A final issue is that community-level prevention policies are a relatively new area of intervention and the results of evaluating studies are still emerging. Supporters of local-level innovation argue that policies such as the soda portion rule are supported by evidence linking soft drink consumption to diabetes and obesity, for example. However, many policies lack causal evidence to support their effectiveness in producing tangible obesity prevention outcomes. Yet some local initiatives have produced demonstrable changes in health-related behaviour and weight status, with particularly good evidence for school-based initiatives.
Despite these challenges, local government action could form the centrepiece of a revitalised approach to obesity and chronic disease prevention in Australia.

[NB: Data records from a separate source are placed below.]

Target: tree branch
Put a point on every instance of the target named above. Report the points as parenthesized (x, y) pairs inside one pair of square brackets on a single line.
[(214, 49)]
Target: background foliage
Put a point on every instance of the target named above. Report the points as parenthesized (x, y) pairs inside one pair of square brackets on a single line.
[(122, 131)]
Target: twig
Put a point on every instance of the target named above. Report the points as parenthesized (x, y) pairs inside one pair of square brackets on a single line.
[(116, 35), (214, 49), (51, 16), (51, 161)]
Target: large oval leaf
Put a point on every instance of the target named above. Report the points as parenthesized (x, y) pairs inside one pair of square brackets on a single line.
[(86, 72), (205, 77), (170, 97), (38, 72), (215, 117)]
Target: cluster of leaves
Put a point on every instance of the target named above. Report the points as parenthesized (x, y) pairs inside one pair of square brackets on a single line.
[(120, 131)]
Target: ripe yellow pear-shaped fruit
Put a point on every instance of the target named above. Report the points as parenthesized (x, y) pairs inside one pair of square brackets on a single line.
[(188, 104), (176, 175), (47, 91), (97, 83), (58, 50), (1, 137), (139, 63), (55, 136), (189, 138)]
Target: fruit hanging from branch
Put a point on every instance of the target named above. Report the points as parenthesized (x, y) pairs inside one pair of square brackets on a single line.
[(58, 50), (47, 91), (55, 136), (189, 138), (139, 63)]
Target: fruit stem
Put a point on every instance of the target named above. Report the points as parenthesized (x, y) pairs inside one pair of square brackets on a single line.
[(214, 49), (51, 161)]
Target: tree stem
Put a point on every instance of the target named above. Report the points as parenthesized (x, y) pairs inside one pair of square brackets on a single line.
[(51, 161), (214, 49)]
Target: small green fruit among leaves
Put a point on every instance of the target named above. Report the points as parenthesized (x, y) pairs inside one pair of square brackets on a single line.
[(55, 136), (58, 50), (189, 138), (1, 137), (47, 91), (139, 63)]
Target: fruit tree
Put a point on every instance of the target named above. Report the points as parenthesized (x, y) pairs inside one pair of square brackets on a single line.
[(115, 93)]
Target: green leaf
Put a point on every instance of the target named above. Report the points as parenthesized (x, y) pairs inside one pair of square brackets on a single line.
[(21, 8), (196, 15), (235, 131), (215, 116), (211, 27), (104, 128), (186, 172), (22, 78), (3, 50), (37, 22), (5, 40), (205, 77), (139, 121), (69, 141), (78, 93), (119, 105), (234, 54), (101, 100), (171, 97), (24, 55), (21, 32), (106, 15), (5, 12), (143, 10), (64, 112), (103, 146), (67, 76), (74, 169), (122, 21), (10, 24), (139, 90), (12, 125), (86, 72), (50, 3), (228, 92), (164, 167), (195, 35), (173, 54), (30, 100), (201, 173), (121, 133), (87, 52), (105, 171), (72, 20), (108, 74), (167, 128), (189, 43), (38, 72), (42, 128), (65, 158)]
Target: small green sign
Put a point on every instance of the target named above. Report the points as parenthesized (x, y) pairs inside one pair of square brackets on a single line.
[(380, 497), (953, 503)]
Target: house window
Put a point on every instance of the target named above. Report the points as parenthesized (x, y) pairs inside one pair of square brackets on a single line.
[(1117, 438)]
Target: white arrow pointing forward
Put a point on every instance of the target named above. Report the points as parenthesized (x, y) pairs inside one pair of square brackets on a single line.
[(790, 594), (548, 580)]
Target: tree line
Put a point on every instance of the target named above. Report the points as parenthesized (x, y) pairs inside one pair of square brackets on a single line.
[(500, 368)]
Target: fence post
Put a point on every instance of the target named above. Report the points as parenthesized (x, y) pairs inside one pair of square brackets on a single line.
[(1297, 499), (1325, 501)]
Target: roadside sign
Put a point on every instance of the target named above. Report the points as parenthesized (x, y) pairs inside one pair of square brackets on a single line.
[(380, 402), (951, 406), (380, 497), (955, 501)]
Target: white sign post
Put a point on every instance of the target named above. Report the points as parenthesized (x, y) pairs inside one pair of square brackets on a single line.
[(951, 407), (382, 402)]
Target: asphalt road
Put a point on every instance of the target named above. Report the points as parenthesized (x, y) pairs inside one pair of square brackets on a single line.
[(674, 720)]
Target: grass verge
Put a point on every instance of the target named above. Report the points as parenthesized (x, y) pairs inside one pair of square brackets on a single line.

Local government action is particularly important in Australia, where the current federal government appears entirely disinterested in chronic disease prevention (having recently cut funding for prevention efforts, including for local policies and programs), and some state governments are withdrawing from health promotion, and actively devolving preventive efforts to local governments.
Further, local government law making could be designed to address some the barriers outlined above. Health law academics in the US call for a participatory, inclusive approach to the design of public health law and regulation, where local communities are involved in identifying areas for action, as well as in processes of policy design and implementation. Their argument is that inclusive law-making processes are more likely to produce initiatives that reflect community interests, and have a strong base of community support, potentially ameliorating the concerns about nanny statism that attach to initiatives championed by public health’s ‘elites,’ such as Michael Bloomberg. Inclusive law making that is tailored to local concerns could also help to address health inequalities, while preventing initiatives from being perceived as discriminatory.
Local governments may provide a route for stronger action on prevention in Australia, particularly in light of the apathy of the current Liberal federal government. But if we are to frame obesity as a collective problem requiring community-based solutions, we need to reconceptualise public health law as a democratic, participatory and collaborative project that ensures recognition and supports self-determination for marginalized communities. Public health doesn’t need nannies; it needs local champions, facilitators, mediators, guides and leaders.